Comparison of Attention Mechanisms:

Attention Type	mAPH(L2)	Description
Global Attention	OOM	Out of Memory (OOM)
Deformable Attn	67.5	Flexible but does not utilize geometric information
Box Attention	67.5	Utilizes geometry but is not flexible enough
DGA (Ours)	68.2	Achieves both flexibility and geometric information

Key Findings¶

DQS contributes the most (+2.8 mAPH), validating the effectiveness of the coarse-to-fine query selection strategy.
DGA outperforms deformable attention and box attention by 0.7 and 0.7 mAPH/L2, respectively.
Heatmap-based selection performs the worst, as directly retrieving queries from BEV features is not conducive to decoder stacking.
QHM brings a larger improvement to Vehicles compared to Pedestrians and Cyclists, as the localization scores of large rigid objects are easier to estimate.
SEED-S also outperforms existing DETR methods in terms of speed (13.5 FPS on RTX 3090).

Highlights & Insights¶

Coarse-to-Fine Dual Query Selection — The strategy design of first ensuring recall and then accuracy is highly reasonable. Moreover, introducing localization scores to evaluate query quality is a novel and effective practice.
Deformable Grid Attention — Uniformly partitioning grids inside the proposal box and predicting offsets elegantly integrates geometric priors and receptive field flexibility.
First 3D DETR Method to Outperform Non-DETR SOTA — SEED-L outperforms DSVT-Voxel (L2 mAPH 73.5 vs 72.1), demonstrating the potential of the DETR paradigm in 3D detection.
Three Model Scales (S/B/L) Offered — Convenient for balancing speed and accuracy.

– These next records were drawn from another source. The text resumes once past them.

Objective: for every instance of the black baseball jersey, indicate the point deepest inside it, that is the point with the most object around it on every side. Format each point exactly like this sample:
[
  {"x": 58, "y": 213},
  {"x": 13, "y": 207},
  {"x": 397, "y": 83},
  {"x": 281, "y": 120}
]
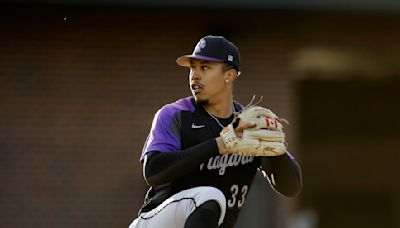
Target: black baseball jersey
[{"x": 184, "y": 124}]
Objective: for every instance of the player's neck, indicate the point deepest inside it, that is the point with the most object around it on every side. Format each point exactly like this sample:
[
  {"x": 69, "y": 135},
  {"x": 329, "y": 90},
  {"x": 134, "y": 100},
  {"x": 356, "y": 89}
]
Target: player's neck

Limitations & Future Work¶

Insufficient performance in detecting far-away small objects, which are easier to recognize in 2D camera images — future work could incorporate multi-modal fusion.
3D backbone enhancements (e.g., DSVT) are orthogonal to SEED; their combination may yield further improvements.
The prediction accuracy of localization scores is inherently limited by the quality of the initial proposals.
The two-step DQS increases inference latency, though the overall speed remains acceptable.

The analysis of query selection strategies in 2D DETR methods (such as DINO, DN-DETR, etc.) is highly valuable.
The design philosophy of DGA can be generalized to other attention scenarios that require geometric priors.
The concept of quality-aware Hungarian matching is inspired by IoU rectification techniques in non-DETR methods such as AFDetv2 and PillarNet.
Provides a strong baseline for the development of the DETR paradigm in 3D detection.

Rating¶

Novelty: ⭐⭐⭐⭐
Experimental Thoroughness: ⭐⭐⭐⭐⭐
Writing Quality: ⭐⭐⭐⭐
Value: ⭐⭐⭐⭐⭐